GİRİŞ: Omfalosel doğumsal bir karın duvarı ön duvarı defekti olup, karın içi organlar bir kese içerisinde karnın dışındadır. Tanımı üzerinde dünya genelinde bir fikir birliği olmamasına rağmen, karın defektinin 5 cm’den büyük olduğu ve kese içinde karaciğerin tamamının veya büyük bir kısmının bulunduğu durumlar dev omfalosel olarak adlandırılır. Yaklaşık 10.000 canlı doğumda bir görülen bu anomaliye genellikle akciğer hipoplazisi, konjenital kalp defektleri ve kromozomal bozukluklar gibi önemli ek anomaliler eşlik eder. Günümüzde yeni doğan cerrahisi ve yoğun bakımındaki önemli iyileşmelere rağmen, dev omfaloselli bebekler hala yüksek mortalite oranları ve hayatta kalanlarda ise yüksek morbidite riski ile karşı karşıyadır. Bu yazıda izole dev omfalosel saptanan bir yeni doğanın tedavisinde uygulanan aşamalı onarıma ait deneyimlerimiz sunulmaktadır.

OLGU SUNUMU: 37 haftalık C/S ile 3350 gr doğan erkek bebeğin muayenesinde 12 cm’lik karın ön duvarı defektinden seröz sıvı ile dolu bir kese içerisine barsakların, karaciğerin, midenin ve dalağın tamamının herniye olduğu görüldü. EKO’da patent foramen ovale ve duktus açıklığı görülen hastanın karın ultrasonunda herhangi bir anomali saptanmadı. Herhangi bir kromozomal anomaliye de rastlanılmadı. Doğum sonrası 2. günde opere edilen hastanın omfalosel kesesi eksize edildi. Karın hacmi çok küçük olduğu için fasya kenarlarına serum fizyolojik torbası dikilerek karın içi organlar silo içerisine alındı. 36. gününde silo çıkartılarak fasyaya kompozit yama dikilerek defekt kapatıldı, fakat cilt yanaşmadığı için açık bırakıldı. 51. gününde cilt kenarlarına silikon genişletici dikildi. 84. gününde silikon genişletici ve yama eksize edilerek, fasya ve cilt primer olarak kapatıldı. Ameliyattan 2 hafta sonra hasta şifa ile taburcu edildi.
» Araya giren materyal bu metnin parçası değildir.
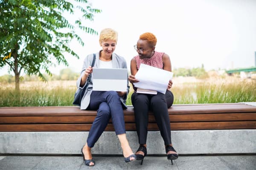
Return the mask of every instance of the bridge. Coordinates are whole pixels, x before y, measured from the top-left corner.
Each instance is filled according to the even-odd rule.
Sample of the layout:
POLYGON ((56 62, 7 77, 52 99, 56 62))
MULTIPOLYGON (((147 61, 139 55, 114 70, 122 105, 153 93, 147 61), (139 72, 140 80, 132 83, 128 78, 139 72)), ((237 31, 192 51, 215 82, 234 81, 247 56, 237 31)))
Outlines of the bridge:
POLYGON ((240 68, 237 69, 230 70, 227 70, 226 72, 228 74, 231 74, 234 73, 240 73, 240 72, 251 72, 251 71, 256 71, 256 67, 252 67, 251 68, 240 68))

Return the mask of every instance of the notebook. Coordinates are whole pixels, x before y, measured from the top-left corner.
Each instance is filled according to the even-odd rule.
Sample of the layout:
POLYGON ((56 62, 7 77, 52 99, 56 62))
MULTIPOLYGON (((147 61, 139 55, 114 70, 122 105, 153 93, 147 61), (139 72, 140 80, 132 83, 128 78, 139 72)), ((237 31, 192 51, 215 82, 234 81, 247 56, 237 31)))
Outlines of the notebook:
POLYGON ((126 91, 128 77, 127 68, 93 68, 93 90, 126 91))
POLYGON ((157 92, 155 91, 144 89, 144 88, 138 88, 136 91, 137 93, 142 93, 143 94, 157 94, 157 92))

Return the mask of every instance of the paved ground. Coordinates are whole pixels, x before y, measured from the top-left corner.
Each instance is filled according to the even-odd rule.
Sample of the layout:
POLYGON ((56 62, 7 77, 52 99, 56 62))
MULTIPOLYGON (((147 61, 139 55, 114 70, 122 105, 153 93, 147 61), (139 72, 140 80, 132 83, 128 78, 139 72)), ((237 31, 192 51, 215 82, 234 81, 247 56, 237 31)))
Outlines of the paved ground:
POLYGON ((85 166, 81 156, 0 156, 0 170, 256 170, 256 155, 180 156, 172 165, 166 156, 147 156, 125 163, 122 156, 94 156, 85 166))

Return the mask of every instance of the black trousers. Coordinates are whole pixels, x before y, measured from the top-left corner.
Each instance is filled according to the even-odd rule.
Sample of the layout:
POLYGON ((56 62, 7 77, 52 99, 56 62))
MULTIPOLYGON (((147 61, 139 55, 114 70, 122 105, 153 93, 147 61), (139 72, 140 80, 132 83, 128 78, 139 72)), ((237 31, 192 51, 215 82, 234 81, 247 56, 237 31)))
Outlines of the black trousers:
POLYGON ((173 94, 166 91, 165 94, 157 93, 157 95, 138 94, 131 95, 131 102, 134 109, 135 123, 139 143, 146 143, 148 123, 148 111, 154 113, 161 136, 166 145, 172 144, 170 119, 168 108, 173 103, 173 94))

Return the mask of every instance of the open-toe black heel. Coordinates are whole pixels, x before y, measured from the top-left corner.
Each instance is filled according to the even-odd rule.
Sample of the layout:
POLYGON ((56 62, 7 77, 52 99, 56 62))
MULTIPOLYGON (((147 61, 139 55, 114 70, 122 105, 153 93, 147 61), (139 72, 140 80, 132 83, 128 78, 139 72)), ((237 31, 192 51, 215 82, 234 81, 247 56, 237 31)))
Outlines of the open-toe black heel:
POLYGON ((134 161, 134 160, 136 160, 136 156, 134 154, 131 155, 130 156, 128 156, 127 158, 125 158, 125 162, 126 163, 130 162, 132 161, 134 161), (130 160, 131 158, 134 158, 134 159, 130 160))
POLYGON ((94 161, 93 159, 84 159, 84 153, 83 152, 83 148, 84 147, 84 146, 82 147, 82 149, 81 149, 81 152, 82 153, 82 155, 83 155, 83 159, 84 159, 84 164, 85 164, 85 165, 89 166, 89 167, 93 167, 95 164, 95 161, 94 161), (90 162, 93 162, 93 164, 92 165, 90 165, 90 162))
POLYGON ((137 150, 136 152, 139 151, 143 152, 144 154, 144 155, 141 154, 135 154, 137 157, 137 160, 139 161, 141 160, 140 164, 142 164, 144 158, 147 156, 147 148, 143 145, 140 145, 140 147, 139 147, 139 149, 138 149, 138 150, 137 150))
MULTIPOLYGON (((169 151, 173 151, 177 153, 175 149, 172 146, 166 146, 166 153, 169 151)), ((167 154, 167 159, 170 160, 172 161, 172 164, 173 164, 172 163, 172 160, 177 159, 178 159, 178 154, 176 153, 170 153, 167 154)))

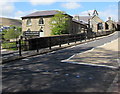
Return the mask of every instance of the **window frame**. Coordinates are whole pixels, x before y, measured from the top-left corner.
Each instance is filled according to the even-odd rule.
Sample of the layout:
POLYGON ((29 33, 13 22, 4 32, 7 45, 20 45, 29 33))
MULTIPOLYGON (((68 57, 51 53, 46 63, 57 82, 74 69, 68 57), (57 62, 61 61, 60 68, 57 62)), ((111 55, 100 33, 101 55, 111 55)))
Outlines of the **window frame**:
POLYGON ((27 19, 26 25, 27 25, 27 26, 31 26, 31 25, 32 25, 32 21, 31 21, 30 18, 27 19))
POLYGON ((44 21, 43 17, 39 18, 38 24, 39 25, 44 25, 45 24, 45 21, 44 21))

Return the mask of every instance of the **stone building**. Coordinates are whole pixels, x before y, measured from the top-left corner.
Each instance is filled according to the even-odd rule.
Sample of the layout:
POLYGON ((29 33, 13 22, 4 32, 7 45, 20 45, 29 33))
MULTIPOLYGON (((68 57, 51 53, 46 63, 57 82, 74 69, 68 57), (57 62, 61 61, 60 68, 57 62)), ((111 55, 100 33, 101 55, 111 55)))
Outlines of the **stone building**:
MULTIPOLYGON (((58 10, 49 10, 49 11, 37 11, 27 16, 22 17, 22 31, 37 31, 39 32, 40 37, 50 36, 51 35, 51 27, 50 27, 50 20, 51 18, 58 13, 58 10)), ((68 14, 64 14, 68 15, 68 14)), ((72 20, 72 16, 68 15, 68 23, 69 34, 76 34, 78 31, 77 26, 74 26, 74 21, 72 20), (75 31, 76 30, 76 31, 75 31)), ((78 24, 78 23, 77 23, 78 24)), ((79 23, 80 24, 80 23, 79 23)), ((80 24, 82 25, 82 24, 80 24)), ((85 27, 82 25, 82 27, 85 27)), ((80 30, 79 30, 80 31, 80 30)))
POLYGON ((93 32, 105 31, 105 22, 100 19, 96 10, 94 10, 93 16, 74 16, 74 19, 85 23, 93 32))
POLYGON ((106 25, 106 30, 111 31, 111 30, 116 30, 117 29, 117 24, 111 20, 111 17, 108 18, 108 20, 105 23, 106 25))

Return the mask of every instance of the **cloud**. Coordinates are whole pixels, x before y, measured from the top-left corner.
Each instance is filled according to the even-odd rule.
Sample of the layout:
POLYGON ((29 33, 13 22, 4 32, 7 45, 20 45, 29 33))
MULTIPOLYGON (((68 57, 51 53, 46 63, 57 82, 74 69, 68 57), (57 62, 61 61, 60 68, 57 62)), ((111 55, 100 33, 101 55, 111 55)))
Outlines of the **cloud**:
POLYGON ((36 11, 38 11, 37 9, 33 9, 33 10, 30 10, 30 11, 21 11, 21 10, 19 10, 19 11, 17 11, 16 13, 15 13, 15 19, 21 19, 21 17, 23 17, 23 16, 26 16, 26 15, 29 15, 30 13, 33 13, 33 12, 36 12, 36 11))
POLYGON ((29 2, 36 6, 36 5, 50 5, 56 2, 56 0, 29 0, 29 2))
MULTIPOLYGON (((94 10, 83 11, 79 15, 88 16, 88 13, 90 13, 92 16, 93 11, 94 10)), ((98 11, 98 16, 104 21, 108 20, 108 17, 111 17, 114 21, 118 21, 118 8, 114 5, 111 5, 108 8, 104 9, 104 11, 98 11)))
POLYGON ((62 4, 62 7, 67 9, 77 9, 81 7, 81 5, 76 2, 68 2, 68 3, 62 4))
POLYGON ((88 16, 88 13, 89 13, 90 15, 92 15, 93 12, 94 12, 94 10, 83 11, 83 12, 80 13, 80 15, 81 15, 81 16, 88 16))

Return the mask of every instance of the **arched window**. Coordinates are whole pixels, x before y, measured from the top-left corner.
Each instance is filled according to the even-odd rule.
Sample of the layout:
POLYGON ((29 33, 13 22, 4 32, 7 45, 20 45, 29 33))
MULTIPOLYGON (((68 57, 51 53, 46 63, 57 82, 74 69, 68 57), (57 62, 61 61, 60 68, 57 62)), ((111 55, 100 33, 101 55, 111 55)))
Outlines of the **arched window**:
POLYGON ((31 19, 27 19, 27 23, 26 23, 28 26, 29 25, 32 25, 32 23, 31 23, 31 19))
POLYGON ((43 18, 39 19, 39 24, 44 24, 43 18))

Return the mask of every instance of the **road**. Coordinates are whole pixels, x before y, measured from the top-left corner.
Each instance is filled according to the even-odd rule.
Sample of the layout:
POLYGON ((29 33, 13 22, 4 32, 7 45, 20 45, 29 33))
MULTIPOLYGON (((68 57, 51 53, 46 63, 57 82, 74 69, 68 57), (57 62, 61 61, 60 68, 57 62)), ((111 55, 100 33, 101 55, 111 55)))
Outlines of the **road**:
POLYGON ((62 63, 62 60, 108 43, 109 37, 3 65, 3 92, 106 92, 117 75, 111 68, 62 63))

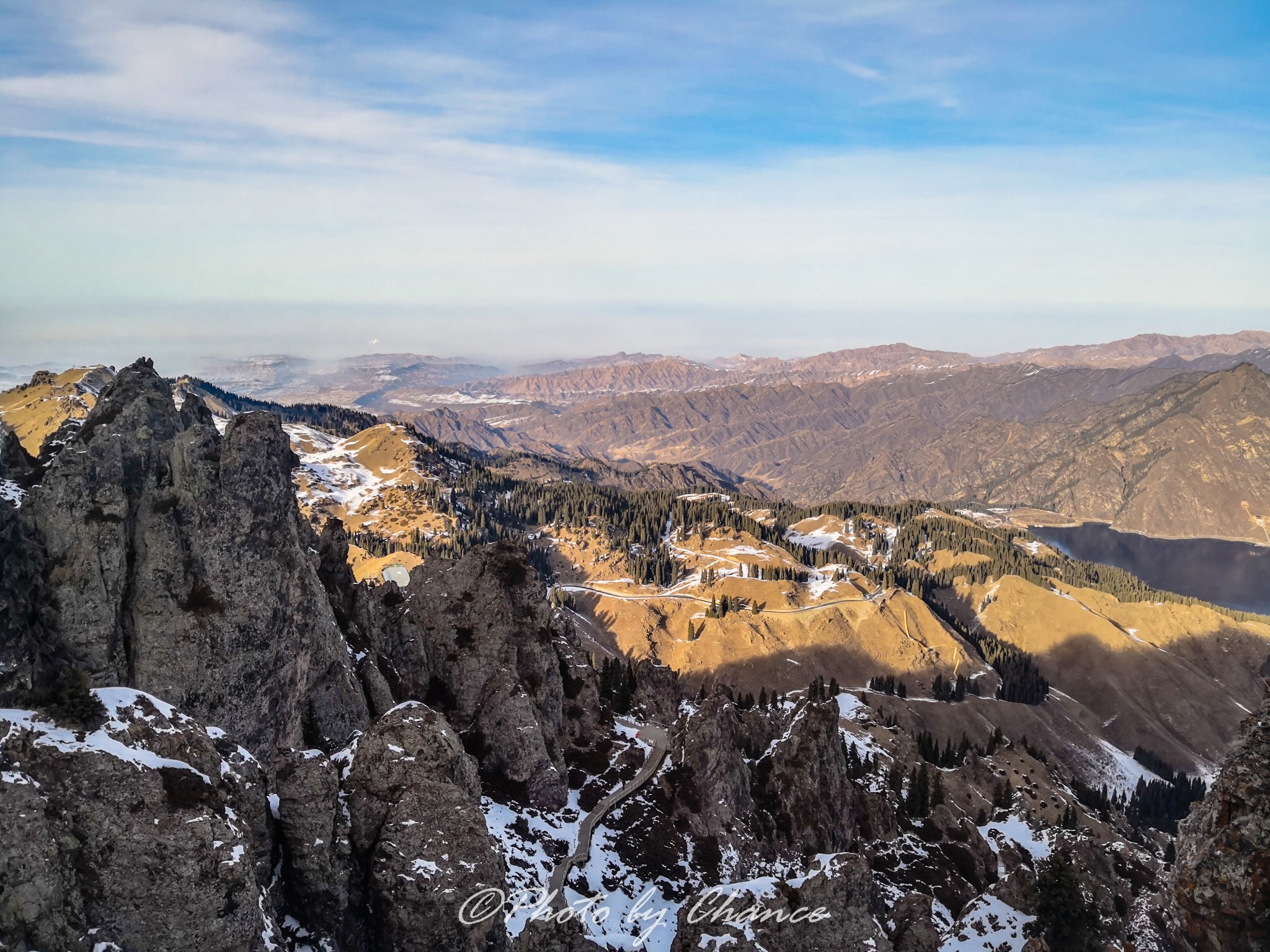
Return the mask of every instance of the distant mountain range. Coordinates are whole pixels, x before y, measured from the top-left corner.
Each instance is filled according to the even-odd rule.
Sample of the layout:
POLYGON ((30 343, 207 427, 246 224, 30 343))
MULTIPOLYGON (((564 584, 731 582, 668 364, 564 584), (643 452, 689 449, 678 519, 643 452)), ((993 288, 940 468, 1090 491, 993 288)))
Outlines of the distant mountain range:
POLYGON ((1029 505, 1161 536, 1270 539, 1265 331, 992 357, 908 344, 791 360, 617 353, 525 369, 375 354, 204 373, 479 449, 705 465, 799 501, 1029 505))

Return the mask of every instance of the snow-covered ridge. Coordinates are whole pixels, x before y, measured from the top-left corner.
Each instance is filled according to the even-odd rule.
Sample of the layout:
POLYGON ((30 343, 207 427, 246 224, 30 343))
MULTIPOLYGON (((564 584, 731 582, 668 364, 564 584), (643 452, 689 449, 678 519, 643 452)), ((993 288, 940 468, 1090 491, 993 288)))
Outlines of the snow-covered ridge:
POLYGON ((296 423, 283 424, 283 430, 300 457, 297 494, 302 504, 330 500, 351 515, 385 486, 425 479, 410 458, 423 444, 404 426, 384 424, 343 438, 296 423), (382 439, 376 443, 368 434, 382 439))
MULTIPOLYGON (((8 730, 0 736, 0 746, 15 737, 20 731, 30 731, 36 746, 50 746, 66 753, 95 753, 113 757, 118 760, 133 764, 137 769, 157 770, 164 767, 179 770, 189 770, 198 774, 203 782, 212 783, 212 778, 202 770, 196 769, 184 760, 160 757, 152 750, 147 750, 144 744, 128 732, 131 721, 145 721, 151 730, 160 734, 177 734, 187 730, 202 730, 194 718, 178 712, 171 704, 160 701, 152 694, 133 688, 97 688, 93 692, 107 710, 107 722, 95 731, 74 731, 69 727, 58 727, 56 724, 46 721, 34 711, 17 708, 0 708, 0 724, 6 724, 8 730), (149 713, 146 708, 156 713, 149 713)), ((208 736, 211 735, 208 730, 208 736)), ((241 750, 241 748, 240 748, 241 750)), ((250 758, 250 754, 241 751, 250 758)), ((225 764, 222 773, 229 770, 225 764)))

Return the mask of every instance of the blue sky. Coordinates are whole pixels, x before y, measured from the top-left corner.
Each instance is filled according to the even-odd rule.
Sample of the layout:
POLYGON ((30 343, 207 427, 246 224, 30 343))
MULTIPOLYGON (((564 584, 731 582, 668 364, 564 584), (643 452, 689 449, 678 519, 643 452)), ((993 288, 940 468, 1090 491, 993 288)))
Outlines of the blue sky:
POLYGON ((1270 327, 1267 132, 1265 3, 0 3, 0 363, 1270 327))

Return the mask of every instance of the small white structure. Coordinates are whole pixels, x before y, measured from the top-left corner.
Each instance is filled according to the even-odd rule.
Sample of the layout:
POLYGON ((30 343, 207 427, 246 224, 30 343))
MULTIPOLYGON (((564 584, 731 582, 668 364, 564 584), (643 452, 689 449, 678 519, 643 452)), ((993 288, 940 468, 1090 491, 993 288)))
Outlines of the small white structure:
POLYGON ((381 575, 384 576, 384 581, 394 581, 401 589, 410 584, 410 570, 400 562, 396 565, 385 565, 381 575))

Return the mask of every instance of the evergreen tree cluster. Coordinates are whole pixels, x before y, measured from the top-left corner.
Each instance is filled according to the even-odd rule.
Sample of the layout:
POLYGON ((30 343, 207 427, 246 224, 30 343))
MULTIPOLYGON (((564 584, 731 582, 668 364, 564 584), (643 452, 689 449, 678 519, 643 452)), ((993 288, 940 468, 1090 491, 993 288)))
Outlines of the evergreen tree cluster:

SONUÇ: Dev omfaloselin tedavisinde primer cerrahi onarım ilk tercih edilen yöntem olsa da çoğunlukla bu hastamızda olduğu gibi mümkün olmamaktadır. Bu açıdan hastamızda uygulanan aşamalı onarım tekniğinde silo, yama ve cilt genişletici gibi yöntemlerinin kombinasyonu kullanarak başarılı bir sonuç elde ettik.